In a remarkable achievement, ISRO on Friday informed that India’s pioneering Aditya L1 spacecraft, dedicated to studying the Sun, successfully completed its fourth Earth-bound manoeuvre. ISRO’s post on the platform formerly known as Twitter, now called ‘X,’ stated, “The fourth Earth-bound manoeuvre (EBN#4) is performed successfully. ISRO’s ground stations at Mauritius, Bengaluru, SDSC-SHAR, and Port Blair tracked the satellite during this operation, while a transportable terminal currently stationed in the Fiji islands for Aditya-L1 will support post-burn operations. The new orbit attained is 256 km x 121973 km.”
What’s next for Aditya L1?
The next pivotal step in ISRO’s solar mission journey is the Trans-Lagrangean Point 1 Insertion (TL1I), which is scheduled for September 19 at around 02:00 Hrs IST. The Trans-Lagrangian 1 insertion manoeuvre, marks the initiation of its approximately 110-day trajectory to reach the L1 Lagrange point. Upon arrival, another manoeuvre will bind Aditya L1 to an orbit around L1, a gravitationally balanced point between Earth and the Sun.
From this vantage point, Aditya-L1 will spend its mission life orbiting in an irregularly shaped pattern, perpendicular to the line connecting Earth and the Sun. One of the significant advantages of a spacecraft placed in the halo orbit around L1 is its continuous view of the Sun without any occultation or eclipses. This enables real-time observation of solar activities and their impact on space weather.
The previous three earth-bound manoeuvres were successfully executed on September 3, 5, and 10, respectively. These manoeuvres are crucial in imparting the necessary velocity to the spacecraft during its 16-day journey around Earth, enabling it to reach L1.

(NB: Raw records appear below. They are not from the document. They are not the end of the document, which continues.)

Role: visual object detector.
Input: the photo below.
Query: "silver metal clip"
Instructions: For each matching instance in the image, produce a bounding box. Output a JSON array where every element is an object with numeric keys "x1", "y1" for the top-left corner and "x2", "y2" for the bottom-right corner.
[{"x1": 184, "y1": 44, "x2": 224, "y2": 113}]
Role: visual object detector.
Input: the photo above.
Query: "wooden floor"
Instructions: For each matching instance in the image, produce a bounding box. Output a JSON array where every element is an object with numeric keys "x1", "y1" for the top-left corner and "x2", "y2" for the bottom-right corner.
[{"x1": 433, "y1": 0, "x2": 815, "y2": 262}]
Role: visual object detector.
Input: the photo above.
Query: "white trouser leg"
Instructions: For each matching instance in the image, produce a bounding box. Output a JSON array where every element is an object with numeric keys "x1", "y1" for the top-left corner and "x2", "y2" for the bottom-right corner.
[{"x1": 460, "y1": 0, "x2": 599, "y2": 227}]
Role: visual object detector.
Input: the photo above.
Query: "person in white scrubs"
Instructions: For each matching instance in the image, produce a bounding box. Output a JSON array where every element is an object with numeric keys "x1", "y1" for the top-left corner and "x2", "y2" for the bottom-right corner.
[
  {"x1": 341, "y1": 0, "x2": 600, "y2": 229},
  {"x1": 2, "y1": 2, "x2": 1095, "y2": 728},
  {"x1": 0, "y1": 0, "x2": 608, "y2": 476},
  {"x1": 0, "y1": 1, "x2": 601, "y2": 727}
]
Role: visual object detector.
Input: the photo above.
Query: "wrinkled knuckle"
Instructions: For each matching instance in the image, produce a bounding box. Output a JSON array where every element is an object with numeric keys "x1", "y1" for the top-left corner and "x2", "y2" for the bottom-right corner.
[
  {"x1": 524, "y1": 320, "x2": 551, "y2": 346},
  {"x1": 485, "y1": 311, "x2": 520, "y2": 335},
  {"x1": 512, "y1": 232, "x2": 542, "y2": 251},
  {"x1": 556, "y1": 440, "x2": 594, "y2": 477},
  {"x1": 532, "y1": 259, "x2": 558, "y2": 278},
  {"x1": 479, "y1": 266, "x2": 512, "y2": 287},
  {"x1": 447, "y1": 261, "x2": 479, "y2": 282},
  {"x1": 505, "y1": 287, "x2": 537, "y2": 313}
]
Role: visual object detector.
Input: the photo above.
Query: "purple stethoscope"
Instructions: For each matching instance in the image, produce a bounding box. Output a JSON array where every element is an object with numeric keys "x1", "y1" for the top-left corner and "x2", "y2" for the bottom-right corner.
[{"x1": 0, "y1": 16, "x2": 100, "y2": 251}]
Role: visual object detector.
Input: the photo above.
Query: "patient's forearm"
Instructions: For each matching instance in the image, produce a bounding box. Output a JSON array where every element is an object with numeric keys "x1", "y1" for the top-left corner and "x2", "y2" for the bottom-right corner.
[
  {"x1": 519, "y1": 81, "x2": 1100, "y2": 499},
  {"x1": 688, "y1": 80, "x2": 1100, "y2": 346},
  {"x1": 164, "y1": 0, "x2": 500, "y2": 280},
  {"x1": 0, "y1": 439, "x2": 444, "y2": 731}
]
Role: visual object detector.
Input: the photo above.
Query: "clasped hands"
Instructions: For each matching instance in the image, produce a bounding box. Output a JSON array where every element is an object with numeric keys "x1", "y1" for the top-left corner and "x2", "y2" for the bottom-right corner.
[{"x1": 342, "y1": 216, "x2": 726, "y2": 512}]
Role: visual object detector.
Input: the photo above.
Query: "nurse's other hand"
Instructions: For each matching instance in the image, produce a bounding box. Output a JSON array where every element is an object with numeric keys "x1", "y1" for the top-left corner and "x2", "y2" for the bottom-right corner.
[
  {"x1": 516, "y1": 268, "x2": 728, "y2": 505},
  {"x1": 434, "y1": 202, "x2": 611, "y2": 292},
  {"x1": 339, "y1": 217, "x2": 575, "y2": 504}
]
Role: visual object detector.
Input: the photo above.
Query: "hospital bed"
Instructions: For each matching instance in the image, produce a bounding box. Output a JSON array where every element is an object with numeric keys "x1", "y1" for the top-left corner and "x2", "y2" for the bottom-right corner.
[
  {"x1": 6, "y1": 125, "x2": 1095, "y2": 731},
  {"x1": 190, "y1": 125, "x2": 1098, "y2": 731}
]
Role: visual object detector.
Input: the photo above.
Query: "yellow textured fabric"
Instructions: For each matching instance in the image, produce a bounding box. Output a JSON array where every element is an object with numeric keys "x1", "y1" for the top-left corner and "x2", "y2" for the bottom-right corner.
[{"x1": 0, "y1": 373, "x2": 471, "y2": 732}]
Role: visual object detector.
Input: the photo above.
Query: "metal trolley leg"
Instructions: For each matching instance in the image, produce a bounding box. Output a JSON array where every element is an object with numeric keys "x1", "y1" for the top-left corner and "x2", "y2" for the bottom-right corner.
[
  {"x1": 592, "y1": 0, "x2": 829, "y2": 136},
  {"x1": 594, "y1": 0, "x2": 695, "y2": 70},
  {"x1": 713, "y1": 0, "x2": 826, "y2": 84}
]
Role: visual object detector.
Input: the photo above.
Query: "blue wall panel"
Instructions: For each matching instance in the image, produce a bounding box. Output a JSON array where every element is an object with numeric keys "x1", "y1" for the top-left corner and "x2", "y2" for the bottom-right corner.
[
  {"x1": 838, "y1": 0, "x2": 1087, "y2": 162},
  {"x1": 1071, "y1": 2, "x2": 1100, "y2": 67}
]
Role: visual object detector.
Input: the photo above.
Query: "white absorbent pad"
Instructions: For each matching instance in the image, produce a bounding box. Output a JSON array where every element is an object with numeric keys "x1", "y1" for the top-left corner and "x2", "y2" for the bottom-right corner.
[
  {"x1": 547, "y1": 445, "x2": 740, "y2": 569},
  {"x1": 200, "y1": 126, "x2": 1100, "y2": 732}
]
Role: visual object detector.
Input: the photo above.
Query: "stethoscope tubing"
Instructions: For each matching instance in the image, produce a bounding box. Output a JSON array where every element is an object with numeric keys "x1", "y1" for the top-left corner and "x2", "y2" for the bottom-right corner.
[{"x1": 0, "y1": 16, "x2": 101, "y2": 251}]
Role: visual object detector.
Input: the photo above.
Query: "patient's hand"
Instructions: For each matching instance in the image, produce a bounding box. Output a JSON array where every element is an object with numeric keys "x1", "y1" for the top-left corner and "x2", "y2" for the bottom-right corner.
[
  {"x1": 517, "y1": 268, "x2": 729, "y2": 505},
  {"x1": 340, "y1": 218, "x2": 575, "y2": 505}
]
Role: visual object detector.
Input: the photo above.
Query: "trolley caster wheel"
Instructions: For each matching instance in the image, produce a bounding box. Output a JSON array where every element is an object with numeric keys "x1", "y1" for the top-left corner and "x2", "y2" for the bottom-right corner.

When will the payloads come in use?
Aditya-L1 is equipped with seven scientific payloads developed by ISRO and national research laboratories, including the Indian Institute of Astrophysics (IIA) in Bengaluru and the Inter-University Centre for Astronomy and Astrophysics (IUCAA) in Pune. These payloads will study the photosphere, chromosphere, and the Sun’s outermost layers, the corona, using electromagnetic particle and magnetic field detectors.
Four of the payloads directly observe the Sun, while the remaining three perform in-situ studies of particles and fields at the Lagrange point L1, providing essential insights into solar dynamics in the interplanetary medium. The data collected by Aditya-L1’s payloads will contribute significantly to understanding coronal heating, coronal mass ejection, solar flare activities, space weather dynamics, and the propagation of particles and fields.
In scientific terms, Lagrange points are specific positions in space, named after Italian-French mathematician Joseph-Louis Lagrange, where a small object can remain with minimal fuel consumption due to the gravitational equilibrium between two large bodies, in this case, the Sun and Earth. Aditya L1’s mission at L1 holds the potential for groundbreaking solar research and a deeper understanding of our Sun’s behavior.